The IRA Charitable Rollover provision permits an individual taxpayer who is at least 70 ½ years old to distribute up to $100,000 directly from the taxpayer’s individual retirement account (“IRA”) to a qualified public charity on a tax-free basis each taxable year. The PATH Act’s permanent extension of this provision applies to all such direct charitable distributions from an IRA occurring on or after January 1, 2015. However, the IRA Charitable Rollover provision does not apply to distributions to donor advised funds, private foundations and supporting organizations.

Such a direct gift from an IRA to charity will not be taxable income to the taxpayer, nor will the taxpayer receive a charitable deduction. In general, making a direct gift from an IRA to charity is more tax-efficient than withdrawing the funds from the IRA, recognizing the income, and then making a deductible charitable contribution. However, because each taxpayer’s situation is different, we recommend that you consult your accountant or income tax preparer to confirm that there would be a benefit to making a direct gift to charity.

In order to qualify as a tax-free distribution under the IRA Charitable Rollover provision, the charitable distributions should be made directly from the taxpayer’s IRA provider to the qualified public charity. The charitable distributions will be counted towards the taxpayer’s required minimum distribution for the same taxable year.

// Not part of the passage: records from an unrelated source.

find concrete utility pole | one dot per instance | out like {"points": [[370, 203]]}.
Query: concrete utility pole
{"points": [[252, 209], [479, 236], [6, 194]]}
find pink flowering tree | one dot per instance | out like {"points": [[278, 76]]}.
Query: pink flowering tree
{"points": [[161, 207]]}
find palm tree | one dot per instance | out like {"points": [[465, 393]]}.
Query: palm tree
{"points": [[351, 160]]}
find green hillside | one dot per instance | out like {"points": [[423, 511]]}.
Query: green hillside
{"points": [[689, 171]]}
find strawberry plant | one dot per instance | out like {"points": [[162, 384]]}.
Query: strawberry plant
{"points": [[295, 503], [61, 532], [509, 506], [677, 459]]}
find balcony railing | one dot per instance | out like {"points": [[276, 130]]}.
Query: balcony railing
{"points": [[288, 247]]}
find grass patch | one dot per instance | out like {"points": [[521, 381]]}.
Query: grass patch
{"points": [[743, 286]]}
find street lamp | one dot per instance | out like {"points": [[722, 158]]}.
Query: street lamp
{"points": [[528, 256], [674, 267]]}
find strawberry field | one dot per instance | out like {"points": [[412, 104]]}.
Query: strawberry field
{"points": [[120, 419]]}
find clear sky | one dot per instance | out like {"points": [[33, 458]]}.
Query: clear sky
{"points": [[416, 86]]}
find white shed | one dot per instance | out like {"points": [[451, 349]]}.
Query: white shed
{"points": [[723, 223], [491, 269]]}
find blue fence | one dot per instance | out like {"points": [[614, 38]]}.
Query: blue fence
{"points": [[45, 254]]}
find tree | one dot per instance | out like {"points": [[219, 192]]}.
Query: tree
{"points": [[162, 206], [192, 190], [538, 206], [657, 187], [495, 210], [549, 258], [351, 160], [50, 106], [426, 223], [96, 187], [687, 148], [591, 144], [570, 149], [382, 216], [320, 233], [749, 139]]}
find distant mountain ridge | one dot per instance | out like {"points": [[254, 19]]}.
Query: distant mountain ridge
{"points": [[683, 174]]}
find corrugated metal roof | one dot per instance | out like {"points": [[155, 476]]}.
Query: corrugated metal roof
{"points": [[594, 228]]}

If you are at least 70 ½ years old and made direct charitable distributions from your IRA during the year 2015, you will not be taxed on the first $100,000 of such distributions. If you are at least 70 ½ years old and are considering making direct charitable distributions from your IRA in the future, you may do so without incurring tax on the first $100,000 of such distributions made during the applicable taxable year.